Ясно, что Вронский, как и многие другие, едет на войну просто потому, что это лучшее, что он может сделать в сложившейся ситуации. Он и сам не пытается представить свои мотивы как-то иначе, прямо объясняя свой отъезд в Сербию отчаянием («Я рад тому, что есть за что отдать мою жизнь, которая мне не то, что не нужна, но постыла» - 19, 361). В то же время, как отметил А.Л.Шемякин, «источая неприкрытый сарказм при описании путешествия добровольцев (что постоянно прикладывались к фляжке дорогой), автор не проронил ни слова насмешки в адрес Вронского. Он даже едет как-то подчеркнуто сепаратно, в отдельном купе, демонстрируя свою полную отстраненность – причем не только от новых “соратников”, но и от писателя с его отношением к ним». [xxi] [xxii]
На фоне фразера Кознышева Вронский, с грустной иронией отказывающийся от рекомендательного письма к лидерам сербской армии: «Нет, благодарю вас; для того чтоб умереть, не нужно рекомендаций.
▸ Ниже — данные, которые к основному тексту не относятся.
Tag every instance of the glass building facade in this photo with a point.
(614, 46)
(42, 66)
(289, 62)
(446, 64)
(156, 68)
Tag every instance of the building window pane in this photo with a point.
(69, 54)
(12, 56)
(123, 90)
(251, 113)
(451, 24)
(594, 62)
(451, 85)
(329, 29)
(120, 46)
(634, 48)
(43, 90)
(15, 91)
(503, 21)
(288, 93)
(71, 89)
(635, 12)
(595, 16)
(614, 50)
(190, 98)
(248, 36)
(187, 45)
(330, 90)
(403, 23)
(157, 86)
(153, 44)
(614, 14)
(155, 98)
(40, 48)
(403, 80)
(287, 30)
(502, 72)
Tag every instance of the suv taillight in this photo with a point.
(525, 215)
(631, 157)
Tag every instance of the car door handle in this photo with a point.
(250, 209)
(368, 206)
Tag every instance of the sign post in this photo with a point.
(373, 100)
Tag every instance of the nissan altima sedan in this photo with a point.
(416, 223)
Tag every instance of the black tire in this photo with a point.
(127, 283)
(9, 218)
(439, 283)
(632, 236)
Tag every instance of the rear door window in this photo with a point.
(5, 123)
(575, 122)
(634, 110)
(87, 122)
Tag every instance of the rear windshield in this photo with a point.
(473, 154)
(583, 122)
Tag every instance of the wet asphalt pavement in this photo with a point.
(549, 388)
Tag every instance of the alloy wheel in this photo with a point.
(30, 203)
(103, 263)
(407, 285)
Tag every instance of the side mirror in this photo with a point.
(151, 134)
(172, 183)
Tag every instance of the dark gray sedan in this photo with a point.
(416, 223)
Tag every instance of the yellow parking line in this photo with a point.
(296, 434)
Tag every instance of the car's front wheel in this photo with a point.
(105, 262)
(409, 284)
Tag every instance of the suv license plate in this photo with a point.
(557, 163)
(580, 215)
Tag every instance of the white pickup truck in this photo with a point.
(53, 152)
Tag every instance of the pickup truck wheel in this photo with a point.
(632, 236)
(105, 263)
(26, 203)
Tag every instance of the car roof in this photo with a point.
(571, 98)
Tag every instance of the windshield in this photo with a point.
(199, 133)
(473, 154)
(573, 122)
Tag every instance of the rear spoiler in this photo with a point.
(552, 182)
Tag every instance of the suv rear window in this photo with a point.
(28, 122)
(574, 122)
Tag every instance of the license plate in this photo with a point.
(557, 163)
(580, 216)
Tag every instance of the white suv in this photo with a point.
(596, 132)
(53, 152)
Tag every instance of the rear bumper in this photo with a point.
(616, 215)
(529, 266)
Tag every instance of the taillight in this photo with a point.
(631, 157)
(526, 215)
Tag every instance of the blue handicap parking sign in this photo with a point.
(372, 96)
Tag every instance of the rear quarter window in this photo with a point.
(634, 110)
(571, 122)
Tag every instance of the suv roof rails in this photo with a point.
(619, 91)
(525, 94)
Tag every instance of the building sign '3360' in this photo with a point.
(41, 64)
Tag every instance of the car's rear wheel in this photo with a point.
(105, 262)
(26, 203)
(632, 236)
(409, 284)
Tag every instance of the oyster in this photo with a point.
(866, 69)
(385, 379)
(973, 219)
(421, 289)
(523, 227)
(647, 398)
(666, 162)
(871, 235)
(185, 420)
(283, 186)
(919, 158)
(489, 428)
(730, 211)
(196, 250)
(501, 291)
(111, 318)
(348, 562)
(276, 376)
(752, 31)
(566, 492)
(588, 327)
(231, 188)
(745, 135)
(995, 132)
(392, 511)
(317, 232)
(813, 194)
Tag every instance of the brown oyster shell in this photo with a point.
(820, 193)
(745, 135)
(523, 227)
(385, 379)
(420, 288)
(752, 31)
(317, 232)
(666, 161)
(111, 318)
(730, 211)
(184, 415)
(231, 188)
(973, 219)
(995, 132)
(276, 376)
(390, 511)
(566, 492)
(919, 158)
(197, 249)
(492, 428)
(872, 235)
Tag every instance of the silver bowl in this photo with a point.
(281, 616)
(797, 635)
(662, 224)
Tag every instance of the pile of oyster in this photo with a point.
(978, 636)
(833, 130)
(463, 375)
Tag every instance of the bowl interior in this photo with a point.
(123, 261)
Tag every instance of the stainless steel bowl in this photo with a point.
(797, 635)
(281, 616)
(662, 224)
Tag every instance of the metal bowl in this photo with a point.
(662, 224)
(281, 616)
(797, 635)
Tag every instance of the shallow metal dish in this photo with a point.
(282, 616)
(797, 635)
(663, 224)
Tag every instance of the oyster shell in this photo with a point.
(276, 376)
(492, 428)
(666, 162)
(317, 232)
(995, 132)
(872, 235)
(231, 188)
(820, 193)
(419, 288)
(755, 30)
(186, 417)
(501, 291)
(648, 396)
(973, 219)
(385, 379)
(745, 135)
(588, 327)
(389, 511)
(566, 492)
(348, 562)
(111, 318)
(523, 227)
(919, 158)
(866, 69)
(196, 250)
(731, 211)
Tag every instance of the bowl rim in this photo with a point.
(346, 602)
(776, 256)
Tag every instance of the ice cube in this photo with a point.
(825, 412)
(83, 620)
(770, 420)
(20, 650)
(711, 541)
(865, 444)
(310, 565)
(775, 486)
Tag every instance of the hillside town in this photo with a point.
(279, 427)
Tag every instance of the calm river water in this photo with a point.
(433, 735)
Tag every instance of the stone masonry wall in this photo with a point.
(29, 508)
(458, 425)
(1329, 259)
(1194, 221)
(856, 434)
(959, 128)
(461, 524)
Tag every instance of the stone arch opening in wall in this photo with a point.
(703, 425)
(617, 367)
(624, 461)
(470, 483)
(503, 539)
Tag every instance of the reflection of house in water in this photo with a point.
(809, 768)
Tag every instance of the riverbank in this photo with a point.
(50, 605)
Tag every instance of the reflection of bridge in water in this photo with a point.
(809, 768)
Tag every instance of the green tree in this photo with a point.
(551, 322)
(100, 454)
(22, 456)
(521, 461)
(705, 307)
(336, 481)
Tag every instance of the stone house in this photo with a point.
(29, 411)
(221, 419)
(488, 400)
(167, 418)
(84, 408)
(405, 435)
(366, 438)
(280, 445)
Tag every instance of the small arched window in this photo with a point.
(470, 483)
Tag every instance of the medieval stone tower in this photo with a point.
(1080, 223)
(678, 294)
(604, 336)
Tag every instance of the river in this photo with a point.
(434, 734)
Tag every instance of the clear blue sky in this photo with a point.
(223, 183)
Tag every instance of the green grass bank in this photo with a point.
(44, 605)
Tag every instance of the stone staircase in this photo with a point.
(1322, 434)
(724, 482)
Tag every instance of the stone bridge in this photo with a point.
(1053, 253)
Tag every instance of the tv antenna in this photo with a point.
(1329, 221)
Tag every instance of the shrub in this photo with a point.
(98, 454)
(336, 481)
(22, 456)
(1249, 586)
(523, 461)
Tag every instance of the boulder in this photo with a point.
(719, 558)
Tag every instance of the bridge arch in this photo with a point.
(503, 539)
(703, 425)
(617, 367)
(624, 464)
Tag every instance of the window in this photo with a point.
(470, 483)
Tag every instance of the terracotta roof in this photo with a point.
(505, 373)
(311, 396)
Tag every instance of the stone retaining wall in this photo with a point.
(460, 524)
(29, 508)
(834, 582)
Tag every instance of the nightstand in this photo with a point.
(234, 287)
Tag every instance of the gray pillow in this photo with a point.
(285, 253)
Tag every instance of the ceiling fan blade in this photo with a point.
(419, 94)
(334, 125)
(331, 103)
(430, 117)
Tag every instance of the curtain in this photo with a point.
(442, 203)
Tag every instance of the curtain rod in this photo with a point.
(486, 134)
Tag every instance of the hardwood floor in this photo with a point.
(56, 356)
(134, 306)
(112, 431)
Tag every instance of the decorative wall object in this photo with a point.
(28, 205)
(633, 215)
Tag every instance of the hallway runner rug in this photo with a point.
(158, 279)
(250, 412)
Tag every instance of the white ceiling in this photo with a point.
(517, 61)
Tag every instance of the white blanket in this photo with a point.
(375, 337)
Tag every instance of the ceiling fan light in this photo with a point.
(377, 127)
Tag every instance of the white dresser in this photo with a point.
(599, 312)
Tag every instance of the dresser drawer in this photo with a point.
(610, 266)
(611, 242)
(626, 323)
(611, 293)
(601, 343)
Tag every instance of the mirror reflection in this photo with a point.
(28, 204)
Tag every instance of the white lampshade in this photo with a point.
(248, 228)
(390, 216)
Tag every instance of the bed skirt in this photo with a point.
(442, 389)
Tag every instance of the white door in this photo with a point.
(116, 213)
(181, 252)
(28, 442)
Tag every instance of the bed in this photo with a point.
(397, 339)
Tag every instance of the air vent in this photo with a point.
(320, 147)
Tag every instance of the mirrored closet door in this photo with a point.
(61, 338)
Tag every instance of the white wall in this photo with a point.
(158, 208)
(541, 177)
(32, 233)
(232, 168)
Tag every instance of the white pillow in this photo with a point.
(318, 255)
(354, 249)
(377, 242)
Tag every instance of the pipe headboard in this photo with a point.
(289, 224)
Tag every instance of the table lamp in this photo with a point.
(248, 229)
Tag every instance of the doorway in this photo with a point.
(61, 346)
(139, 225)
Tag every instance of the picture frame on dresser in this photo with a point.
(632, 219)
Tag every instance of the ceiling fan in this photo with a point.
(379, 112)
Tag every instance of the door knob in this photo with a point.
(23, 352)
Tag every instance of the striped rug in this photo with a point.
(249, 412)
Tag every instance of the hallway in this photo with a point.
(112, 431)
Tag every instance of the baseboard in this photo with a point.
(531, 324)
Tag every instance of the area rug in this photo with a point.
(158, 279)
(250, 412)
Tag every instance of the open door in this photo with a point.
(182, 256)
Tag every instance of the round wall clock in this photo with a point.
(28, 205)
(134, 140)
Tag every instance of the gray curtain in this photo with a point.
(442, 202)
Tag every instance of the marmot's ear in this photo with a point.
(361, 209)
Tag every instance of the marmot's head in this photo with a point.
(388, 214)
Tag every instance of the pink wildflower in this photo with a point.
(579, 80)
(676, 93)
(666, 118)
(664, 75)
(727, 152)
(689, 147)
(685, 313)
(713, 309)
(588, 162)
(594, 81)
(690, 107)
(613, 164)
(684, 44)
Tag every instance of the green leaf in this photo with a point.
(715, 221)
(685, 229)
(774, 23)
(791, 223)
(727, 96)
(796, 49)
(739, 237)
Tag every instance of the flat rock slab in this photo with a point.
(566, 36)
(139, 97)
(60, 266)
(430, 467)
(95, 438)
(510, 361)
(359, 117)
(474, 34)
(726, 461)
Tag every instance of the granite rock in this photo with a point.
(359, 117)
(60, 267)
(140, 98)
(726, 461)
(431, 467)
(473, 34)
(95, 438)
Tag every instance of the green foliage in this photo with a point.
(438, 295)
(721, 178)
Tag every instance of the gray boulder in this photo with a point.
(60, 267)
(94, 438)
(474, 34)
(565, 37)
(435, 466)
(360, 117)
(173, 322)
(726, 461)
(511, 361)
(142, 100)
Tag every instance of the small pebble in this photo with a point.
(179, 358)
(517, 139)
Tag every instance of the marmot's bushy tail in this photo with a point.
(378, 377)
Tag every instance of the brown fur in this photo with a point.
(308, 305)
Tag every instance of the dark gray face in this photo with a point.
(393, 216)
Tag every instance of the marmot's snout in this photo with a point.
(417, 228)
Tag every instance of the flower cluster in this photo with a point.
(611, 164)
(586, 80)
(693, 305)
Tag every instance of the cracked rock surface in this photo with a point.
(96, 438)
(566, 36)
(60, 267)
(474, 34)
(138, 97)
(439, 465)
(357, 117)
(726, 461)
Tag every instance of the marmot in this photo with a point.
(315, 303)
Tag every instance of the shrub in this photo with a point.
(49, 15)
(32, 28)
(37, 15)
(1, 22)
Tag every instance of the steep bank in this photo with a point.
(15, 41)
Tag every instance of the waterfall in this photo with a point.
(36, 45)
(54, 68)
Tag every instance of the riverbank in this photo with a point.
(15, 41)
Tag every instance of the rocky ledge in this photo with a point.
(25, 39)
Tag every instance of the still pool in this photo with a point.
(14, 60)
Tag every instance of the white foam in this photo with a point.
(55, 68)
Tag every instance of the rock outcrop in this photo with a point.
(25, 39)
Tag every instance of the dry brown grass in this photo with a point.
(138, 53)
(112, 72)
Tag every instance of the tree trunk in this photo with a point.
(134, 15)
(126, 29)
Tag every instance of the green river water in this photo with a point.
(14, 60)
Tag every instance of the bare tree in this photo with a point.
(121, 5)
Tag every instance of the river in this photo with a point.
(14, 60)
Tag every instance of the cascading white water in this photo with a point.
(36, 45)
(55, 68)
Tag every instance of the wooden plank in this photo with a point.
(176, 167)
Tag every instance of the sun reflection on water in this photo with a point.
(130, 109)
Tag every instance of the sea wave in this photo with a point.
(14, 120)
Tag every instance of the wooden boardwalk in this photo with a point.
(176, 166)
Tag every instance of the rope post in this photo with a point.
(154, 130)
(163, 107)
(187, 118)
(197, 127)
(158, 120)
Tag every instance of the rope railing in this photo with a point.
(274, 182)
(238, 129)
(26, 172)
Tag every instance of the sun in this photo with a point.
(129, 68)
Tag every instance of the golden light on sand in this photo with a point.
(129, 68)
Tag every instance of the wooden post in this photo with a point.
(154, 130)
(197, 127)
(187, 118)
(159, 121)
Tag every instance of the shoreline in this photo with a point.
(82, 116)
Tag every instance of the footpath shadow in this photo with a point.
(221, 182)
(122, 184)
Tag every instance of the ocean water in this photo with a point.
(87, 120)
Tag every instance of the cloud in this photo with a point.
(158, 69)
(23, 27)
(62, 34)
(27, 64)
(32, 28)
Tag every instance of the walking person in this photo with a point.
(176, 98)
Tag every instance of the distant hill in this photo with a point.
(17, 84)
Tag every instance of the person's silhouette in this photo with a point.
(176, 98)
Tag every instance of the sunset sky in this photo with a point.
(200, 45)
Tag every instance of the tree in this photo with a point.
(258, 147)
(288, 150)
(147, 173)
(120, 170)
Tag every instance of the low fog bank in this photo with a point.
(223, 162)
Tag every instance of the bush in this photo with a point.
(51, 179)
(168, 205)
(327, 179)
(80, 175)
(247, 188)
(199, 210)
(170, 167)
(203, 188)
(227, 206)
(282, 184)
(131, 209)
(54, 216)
Нешто к Туркам… - сказал он, улыбнувшись одним ртом» (19, 361) - явно обрисован в более выгодном свете. Глядя на рельсы, невольно напомнившие ему об ужасной смерти Анны, Вронский не может сдержать рыданий. Хотя то, что он погибнет в Сербии, вовсе не факт, все же финал романа придает ему черты сходства с пушкинским Сильвио, о котором в концовке «Выстрела» сообщается: «Сказывают, что Сильвио, во время возмущения Александра Ипсиланти, предводительствовал отрядом этеристов и был убит в сражении под Скулянами», [xxiii] [xxiv] то есть в борьбе за свободу Греции. Наконец, несмотря на все свое отрицательное отношение к Балканской войне, Толстой, когда русские одно время терпели на Балканах неудачи, порывался вступить в действующую армию, и его с трудом удалось удержать. [xxv] [xxvi] Того, что на месте Вронского Толстой мог и в определенный момент хотел оказаться сам, никак нельзя сбрасывать со счетов.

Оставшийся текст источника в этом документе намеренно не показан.